A denúncia contra a ex-primeira-dama Michelle Bolsonaro por racismo religioso durante a campanha presidencial no ano passado foi arquivada pelo Ministério Público Federal.
Em agosto de 2022, ela compartilhou nas redes sociais um vídeo do atual presidente Lula (PT) em um ritual do candomblé e afirmou que o então candidato havia “entregue a alma para vencer a eleição”. À época, diversas lideranças religiosas repudiaram o comentário e o classificaram como um episódio de racismo religioso.
“Lula já entregou sua alma para vencer essa eleição. Não lutamos contra a carne nem o sangue, mas contra os principados e potestades das trevas. O cristão tem que ter a coragem de falar de política hoje, para não ser proibido de falar de Jesus amanhã”, dizia a legenda. O post foi inicialmente publicado pela vereadora Sonaira Fernandes.
Em conjunto ao comentário da então vereadora, Michelle escreveu “Isso pode, né? Eu falar de Deus, não”.
O procurador Frederico de Carvalho Paiva, quem assinou o documento, afirmou que o que a ex-primeira-dama de fato comentou não era considerado um ataque à religião africana, mas, sim, apenas um “reclame quanto a uma possível intolerância sofrida pela sua crença”. Dessa forma, a fala pode ser considerada liberdade de expressão.
“Por tudo isso, a postura da investigada, apesar de ter conotação preconceituosa, intolerante, pedante e prepotente, encontra guarida na liberdade de expressão religiosa e, em tal dimensão, não preenche o âmbito proibitivo da norma penal incriminadora”, continua Paiva.
A retirada da denúncia contra Michelle Bolsonaro acontece na mesma semana em que começa o encontro regional voltado para as religiões de matriz africanas. O “Abre Caminhos” é uma iniciativa da ministra da Igualdade Racial, Anielle Franco, para ouvir lideranças e comunidades de tais crenças com o intuito de elaborar políticas voltadas ao enfrentamento do racismo religioso que os acomete.
A intolerância religiosa é um conjunto de ideologias e possíveis violências verbais e físicas contra crenças, rituais e práticas religiosas consideradas não hegemônicas, ou seja, que fogem das crenças comuns no Brasil – o cristianismo. Em um levantamento publicado em janeiro deste ano, foi indicado o crescimento deste fenômeno no Brasil.

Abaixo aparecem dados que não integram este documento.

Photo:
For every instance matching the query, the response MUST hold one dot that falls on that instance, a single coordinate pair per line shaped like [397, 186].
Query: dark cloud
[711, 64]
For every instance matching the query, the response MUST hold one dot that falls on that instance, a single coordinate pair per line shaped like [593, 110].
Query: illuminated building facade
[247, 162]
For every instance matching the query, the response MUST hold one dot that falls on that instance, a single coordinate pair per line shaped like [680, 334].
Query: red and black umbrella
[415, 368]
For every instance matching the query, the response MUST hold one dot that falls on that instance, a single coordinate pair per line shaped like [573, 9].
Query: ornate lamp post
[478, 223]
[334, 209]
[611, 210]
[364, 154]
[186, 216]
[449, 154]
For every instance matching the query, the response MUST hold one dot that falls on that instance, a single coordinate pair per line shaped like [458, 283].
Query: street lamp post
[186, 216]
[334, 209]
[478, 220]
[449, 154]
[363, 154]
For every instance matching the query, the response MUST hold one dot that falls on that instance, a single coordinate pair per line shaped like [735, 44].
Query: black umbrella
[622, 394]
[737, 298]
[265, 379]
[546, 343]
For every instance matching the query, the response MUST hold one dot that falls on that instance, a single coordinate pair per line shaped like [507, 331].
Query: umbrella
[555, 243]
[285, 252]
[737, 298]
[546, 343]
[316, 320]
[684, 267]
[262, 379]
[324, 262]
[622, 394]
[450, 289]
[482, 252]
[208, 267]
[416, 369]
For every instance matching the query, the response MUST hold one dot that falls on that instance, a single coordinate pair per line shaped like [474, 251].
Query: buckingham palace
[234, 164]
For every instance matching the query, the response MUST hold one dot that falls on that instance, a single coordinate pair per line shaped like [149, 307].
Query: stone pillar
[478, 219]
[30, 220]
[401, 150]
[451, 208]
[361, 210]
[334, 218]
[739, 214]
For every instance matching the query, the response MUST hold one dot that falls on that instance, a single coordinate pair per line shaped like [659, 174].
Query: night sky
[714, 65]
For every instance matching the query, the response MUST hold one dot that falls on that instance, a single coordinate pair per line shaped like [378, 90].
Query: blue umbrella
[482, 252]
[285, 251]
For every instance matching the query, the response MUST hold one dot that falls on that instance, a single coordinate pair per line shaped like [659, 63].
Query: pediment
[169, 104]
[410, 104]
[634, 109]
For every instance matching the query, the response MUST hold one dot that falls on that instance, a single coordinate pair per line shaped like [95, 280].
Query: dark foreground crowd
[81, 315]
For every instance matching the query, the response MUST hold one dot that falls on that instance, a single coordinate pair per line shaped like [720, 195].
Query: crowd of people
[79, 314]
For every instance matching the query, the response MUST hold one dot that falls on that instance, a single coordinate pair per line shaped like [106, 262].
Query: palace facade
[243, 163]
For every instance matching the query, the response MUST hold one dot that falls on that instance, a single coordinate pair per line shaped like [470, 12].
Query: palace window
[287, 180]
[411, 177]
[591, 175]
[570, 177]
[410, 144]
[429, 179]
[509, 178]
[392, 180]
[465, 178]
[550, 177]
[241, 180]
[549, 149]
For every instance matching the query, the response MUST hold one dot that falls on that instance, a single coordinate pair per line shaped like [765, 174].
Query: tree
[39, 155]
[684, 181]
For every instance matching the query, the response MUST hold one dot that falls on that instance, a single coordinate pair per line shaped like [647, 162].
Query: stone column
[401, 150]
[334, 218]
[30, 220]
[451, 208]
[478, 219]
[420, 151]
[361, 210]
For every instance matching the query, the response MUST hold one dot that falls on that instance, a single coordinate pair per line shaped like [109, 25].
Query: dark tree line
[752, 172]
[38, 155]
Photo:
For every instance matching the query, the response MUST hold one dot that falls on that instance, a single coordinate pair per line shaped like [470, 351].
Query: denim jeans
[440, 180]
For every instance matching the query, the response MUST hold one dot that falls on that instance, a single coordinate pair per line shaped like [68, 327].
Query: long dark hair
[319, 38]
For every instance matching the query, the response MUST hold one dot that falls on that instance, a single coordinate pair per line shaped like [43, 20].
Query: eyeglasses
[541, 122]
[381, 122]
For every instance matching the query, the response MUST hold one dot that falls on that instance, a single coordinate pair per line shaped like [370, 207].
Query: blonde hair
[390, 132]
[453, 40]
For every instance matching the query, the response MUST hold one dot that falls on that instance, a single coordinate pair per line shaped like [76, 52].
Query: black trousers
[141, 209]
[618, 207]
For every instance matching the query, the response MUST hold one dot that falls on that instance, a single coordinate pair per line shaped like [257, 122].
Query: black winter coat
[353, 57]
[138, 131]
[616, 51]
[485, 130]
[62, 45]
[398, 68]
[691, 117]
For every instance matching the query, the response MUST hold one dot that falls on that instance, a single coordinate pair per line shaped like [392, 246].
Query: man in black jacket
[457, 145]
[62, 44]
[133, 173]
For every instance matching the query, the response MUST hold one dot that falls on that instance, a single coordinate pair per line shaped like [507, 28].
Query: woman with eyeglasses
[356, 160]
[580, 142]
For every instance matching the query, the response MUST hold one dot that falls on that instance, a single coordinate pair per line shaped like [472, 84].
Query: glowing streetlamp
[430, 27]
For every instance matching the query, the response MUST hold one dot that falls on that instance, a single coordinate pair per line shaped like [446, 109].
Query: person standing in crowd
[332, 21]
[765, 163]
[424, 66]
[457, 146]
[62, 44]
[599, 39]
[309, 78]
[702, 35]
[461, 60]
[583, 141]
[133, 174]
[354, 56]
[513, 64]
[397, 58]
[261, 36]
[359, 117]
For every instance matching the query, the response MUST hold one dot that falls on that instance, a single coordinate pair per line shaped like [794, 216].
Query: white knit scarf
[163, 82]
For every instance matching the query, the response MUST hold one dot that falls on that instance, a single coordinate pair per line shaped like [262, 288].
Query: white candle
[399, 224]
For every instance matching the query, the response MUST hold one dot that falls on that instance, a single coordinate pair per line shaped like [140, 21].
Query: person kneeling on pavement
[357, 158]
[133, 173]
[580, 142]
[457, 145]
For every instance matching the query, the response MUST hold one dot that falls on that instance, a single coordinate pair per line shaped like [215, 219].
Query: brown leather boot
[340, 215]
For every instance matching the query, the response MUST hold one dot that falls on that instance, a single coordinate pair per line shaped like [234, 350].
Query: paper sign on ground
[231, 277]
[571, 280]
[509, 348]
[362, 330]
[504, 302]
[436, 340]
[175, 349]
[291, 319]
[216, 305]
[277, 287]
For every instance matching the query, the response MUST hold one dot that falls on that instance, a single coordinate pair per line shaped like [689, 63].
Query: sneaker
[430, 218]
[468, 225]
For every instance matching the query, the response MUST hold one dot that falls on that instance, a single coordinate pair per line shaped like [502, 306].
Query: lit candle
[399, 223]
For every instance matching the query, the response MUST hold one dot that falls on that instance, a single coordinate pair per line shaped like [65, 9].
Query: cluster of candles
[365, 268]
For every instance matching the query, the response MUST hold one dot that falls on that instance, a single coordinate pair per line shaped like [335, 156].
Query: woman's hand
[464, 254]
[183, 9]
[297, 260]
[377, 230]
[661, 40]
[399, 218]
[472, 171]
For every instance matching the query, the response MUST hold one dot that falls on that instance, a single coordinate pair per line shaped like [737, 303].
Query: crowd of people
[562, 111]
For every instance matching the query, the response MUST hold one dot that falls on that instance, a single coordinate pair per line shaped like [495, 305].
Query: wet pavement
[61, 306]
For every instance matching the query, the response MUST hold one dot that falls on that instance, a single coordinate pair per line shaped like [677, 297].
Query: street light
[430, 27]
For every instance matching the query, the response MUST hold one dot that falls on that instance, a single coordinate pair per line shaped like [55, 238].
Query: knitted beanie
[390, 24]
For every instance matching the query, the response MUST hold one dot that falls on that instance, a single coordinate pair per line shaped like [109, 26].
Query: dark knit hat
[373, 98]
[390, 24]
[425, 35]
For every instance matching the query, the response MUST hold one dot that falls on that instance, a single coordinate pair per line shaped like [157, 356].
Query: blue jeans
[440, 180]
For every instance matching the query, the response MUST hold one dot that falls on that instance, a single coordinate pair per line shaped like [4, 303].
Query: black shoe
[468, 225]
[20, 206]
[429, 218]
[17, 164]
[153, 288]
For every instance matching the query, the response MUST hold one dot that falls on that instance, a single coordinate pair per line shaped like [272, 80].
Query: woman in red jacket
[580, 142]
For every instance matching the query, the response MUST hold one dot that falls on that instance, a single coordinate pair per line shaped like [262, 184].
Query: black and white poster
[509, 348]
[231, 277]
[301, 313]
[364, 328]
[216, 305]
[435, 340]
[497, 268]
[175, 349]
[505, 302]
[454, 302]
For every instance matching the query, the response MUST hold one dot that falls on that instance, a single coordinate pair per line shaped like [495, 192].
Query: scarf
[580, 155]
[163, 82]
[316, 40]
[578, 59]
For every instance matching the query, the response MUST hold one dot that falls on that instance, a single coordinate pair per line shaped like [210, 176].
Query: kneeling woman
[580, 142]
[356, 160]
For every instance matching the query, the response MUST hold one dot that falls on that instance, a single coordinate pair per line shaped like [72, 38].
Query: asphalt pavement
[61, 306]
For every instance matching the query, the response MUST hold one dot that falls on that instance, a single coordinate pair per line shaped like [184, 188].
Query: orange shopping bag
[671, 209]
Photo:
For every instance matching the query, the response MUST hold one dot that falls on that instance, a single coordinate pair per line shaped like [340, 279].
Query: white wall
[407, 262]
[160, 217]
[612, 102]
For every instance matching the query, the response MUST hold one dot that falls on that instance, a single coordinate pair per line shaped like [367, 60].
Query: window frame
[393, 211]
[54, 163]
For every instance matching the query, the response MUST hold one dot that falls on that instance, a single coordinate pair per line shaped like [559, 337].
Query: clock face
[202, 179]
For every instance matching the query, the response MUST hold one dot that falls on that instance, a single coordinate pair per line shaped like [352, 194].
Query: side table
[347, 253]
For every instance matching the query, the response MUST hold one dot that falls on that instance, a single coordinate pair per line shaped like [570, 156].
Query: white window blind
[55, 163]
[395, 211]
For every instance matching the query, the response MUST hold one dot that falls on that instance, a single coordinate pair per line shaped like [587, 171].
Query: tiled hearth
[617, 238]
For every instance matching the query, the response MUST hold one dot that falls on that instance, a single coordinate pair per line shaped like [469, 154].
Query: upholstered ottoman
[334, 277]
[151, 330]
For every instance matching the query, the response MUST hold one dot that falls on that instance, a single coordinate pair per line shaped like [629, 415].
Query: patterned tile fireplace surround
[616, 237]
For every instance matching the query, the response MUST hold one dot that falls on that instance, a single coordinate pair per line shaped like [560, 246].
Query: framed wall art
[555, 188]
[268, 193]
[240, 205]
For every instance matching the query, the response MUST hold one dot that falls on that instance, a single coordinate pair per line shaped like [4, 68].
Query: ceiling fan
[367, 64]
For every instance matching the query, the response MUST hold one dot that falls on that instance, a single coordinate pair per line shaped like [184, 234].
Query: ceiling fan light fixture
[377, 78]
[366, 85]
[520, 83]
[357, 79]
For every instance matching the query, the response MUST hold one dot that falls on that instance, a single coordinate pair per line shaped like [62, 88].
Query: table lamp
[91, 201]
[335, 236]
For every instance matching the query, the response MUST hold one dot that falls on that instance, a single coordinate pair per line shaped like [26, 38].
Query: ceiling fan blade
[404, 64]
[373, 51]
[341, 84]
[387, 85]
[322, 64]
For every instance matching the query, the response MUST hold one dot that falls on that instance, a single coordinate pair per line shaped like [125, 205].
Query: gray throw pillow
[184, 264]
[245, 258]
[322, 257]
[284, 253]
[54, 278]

O Centro de Articulação de Populações Marginalizadas e o Observatório das Liberdades Religiosas com apoio da Representação da Unesco (Organização das Nações Unidas para a Educação, a Ciência e Cultura) produziram o 2º Relatório sobre Intolerância Religiosa: Brasil, América Latina e Caribe. Em 2021, por exemplo, os dados são de que pelo menos 244 casos de preconceito religioso notificados foram contra religiões de matriz africana, como o candomblé.